Google: Gemini Enterprise Agent Platform (구 Vertex AI)으로 통합. SDK가 automatic function calling으로 루프 자동화, multi-agent 패턴은 platform 레벨에서.

선택 기준: 루프 동작을 정밀하게 제어해야 하면 (custom retry, custom step gating, observability hook 삽입 등) Messages/Responses/generate_content 직접. 그게 아니면 SDK의 자동 루프나 managed runtime이 boilerplate 95% 줄여줌. 단, managed로 가면 cost 모델이 token + runtime로 이중화되니 워크로드 따라 손익 갈림.

8. 빠지기 쉬운 함정 정리

Cache miss. tool 정의를 turn 중간에 바꾸면 prompt cache가 깨진다. 정적 부분(instruction, tools)은 prefix에, 가변 부분은 끝에. 이건 OpenAI/Anthropic 둘 다 동일.
Tool description이 schema보다 중요. JSON schema는 structural validity만 보장. "언제, 왜 호출해야 하는지"는 description에 써야 모델이 옳은 선택을 한다. Anthropic이 최근에 Tool Use Examples를 도입한 게 이 때문 — schema가 표현 못 하는 사용 패턴을 example로 박아넣음.
Tool 개수가 많아지면 context bloat. 5개 server에서 58 tools = 55K tokens.

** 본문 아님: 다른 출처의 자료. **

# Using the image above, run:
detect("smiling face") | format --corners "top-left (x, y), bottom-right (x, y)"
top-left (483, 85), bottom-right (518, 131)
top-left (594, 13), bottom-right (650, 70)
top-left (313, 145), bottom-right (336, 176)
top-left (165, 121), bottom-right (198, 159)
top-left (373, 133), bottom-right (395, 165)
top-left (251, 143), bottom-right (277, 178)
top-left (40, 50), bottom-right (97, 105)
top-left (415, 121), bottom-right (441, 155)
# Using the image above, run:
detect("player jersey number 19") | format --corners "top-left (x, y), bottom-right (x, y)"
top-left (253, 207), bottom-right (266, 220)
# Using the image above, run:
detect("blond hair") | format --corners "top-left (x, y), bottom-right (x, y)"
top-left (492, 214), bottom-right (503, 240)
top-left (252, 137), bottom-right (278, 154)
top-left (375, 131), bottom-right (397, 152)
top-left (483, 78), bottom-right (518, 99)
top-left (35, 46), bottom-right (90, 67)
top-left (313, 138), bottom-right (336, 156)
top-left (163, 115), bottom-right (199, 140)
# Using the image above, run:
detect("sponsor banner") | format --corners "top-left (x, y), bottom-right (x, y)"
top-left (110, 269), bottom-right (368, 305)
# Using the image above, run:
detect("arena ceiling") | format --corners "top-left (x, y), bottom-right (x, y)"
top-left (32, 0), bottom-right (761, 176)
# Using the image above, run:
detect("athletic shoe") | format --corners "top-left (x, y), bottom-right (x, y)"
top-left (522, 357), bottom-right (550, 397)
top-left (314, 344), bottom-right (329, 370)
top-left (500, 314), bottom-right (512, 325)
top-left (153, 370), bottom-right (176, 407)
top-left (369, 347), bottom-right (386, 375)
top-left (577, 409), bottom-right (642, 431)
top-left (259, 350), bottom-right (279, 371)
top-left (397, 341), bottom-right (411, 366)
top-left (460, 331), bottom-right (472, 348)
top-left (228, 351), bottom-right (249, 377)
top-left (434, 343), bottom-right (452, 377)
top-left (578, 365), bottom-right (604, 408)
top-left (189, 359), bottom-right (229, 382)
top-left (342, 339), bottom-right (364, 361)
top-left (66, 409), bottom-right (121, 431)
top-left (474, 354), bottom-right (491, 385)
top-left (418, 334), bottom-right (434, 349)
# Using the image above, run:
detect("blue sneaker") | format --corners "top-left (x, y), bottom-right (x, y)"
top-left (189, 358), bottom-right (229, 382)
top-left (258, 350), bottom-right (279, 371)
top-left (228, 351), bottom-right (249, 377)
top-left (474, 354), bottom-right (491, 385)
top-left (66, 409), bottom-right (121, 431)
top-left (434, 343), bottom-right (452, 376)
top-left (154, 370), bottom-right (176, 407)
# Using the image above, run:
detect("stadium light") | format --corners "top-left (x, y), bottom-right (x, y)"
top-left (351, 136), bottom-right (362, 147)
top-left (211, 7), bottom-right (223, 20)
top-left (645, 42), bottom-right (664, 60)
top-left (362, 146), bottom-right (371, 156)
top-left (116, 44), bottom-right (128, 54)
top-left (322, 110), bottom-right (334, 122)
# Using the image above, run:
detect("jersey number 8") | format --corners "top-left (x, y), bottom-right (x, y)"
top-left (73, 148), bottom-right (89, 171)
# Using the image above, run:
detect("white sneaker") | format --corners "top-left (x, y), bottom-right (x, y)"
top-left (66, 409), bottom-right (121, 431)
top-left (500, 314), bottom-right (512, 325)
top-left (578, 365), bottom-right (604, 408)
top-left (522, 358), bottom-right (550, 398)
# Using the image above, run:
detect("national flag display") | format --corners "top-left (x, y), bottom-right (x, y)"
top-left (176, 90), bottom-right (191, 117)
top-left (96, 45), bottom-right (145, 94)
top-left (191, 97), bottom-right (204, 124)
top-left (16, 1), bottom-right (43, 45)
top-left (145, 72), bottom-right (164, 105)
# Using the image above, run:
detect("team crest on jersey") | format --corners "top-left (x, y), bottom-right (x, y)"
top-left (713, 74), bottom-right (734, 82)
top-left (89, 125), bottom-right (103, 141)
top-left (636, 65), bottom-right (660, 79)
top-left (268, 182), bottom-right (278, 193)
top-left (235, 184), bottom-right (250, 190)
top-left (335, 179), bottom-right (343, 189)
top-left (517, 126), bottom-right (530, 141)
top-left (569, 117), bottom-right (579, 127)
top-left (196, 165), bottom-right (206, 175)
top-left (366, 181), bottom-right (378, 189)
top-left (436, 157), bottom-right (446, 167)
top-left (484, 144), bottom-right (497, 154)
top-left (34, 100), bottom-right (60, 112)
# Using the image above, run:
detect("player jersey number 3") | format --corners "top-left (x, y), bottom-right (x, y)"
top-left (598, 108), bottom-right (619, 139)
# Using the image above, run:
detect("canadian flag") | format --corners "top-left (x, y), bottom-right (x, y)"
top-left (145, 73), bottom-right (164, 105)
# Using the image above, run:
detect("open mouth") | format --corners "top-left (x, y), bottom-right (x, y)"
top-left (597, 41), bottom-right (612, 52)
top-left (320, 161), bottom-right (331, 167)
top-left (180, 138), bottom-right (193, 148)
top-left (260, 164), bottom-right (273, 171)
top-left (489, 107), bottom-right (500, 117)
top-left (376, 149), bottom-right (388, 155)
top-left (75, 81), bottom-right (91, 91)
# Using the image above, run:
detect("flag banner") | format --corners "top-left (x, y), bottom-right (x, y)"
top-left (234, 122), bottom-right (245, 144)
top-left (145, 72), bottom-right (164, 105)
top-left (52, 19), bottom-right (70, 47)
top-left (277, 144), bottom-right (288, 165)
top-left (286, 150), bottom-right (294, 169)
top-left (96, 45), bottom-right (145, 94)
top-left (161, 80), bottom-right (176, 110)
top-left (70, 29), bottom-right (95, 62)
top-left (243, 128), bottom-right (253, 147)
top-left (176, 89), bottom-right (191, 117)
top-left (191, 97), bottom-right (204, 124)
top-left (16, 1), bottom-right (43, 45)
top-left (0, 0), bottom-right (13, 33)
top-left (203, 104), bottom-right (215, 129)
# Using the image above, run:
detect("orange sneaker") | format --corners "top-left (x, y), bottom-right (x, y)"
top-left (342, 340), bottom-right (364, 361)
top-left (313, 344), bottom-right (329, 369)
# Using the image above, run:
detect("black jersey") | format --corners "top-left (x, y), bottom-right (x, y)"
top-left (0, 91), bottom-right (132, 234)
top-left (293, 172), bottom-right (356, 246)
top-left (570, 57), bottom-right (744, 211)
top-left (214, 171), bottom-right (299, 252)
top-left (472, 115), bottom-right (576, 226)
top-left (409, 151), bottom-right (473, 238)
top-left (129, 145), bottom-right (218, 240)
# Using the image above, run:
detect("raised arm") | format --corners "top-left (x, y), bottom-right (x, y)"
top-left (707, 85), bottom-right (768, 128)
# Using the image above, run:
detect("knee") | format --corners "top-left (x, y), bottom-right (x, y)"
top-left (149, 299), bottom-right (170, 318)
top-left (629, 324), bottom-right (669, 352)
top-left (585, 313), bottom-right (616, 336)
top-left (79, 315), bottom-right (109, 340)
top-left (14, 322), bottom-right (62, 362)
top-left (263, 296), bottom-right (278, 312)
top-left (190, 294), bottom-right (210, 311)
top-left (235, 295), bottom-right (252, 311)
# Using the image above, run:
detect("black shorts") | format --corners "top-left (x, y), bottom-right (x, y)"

Claude의 Tool Search Tool (tool_search_tool_regex_20251119)은 tool 정의를 매번 컨텍스트에 안 넣고 on-demand로 검색. MCP 환경에서 거의 필수.
Strict mode 활용. Claude는 strict: true, OpenAI는 strict tool, Gemini는 responseSchema. schema에서 절대 벗어나지 않게 강제. argument hallucination 한 단계 차단.
Tool result는 항상 string으로 직렬화. 모델이 보는 건 결국 텍스트. 큰 결과는 truncate하고 "... (showing first 100 of 5000 rows)" 식으로 알려주기. 안 그러면 context 폭발.

---

핵심 한 줄 요약: 루프 자체는 stop signal 기반 while문이고, 종료/병렬/스트리밍/취소/예산을 어떻게 신뢰성 있게 처리하느냐가 agent의 quality를 결정한다. 모델 선택이나 prompt 튜닝은 그다음 문제다.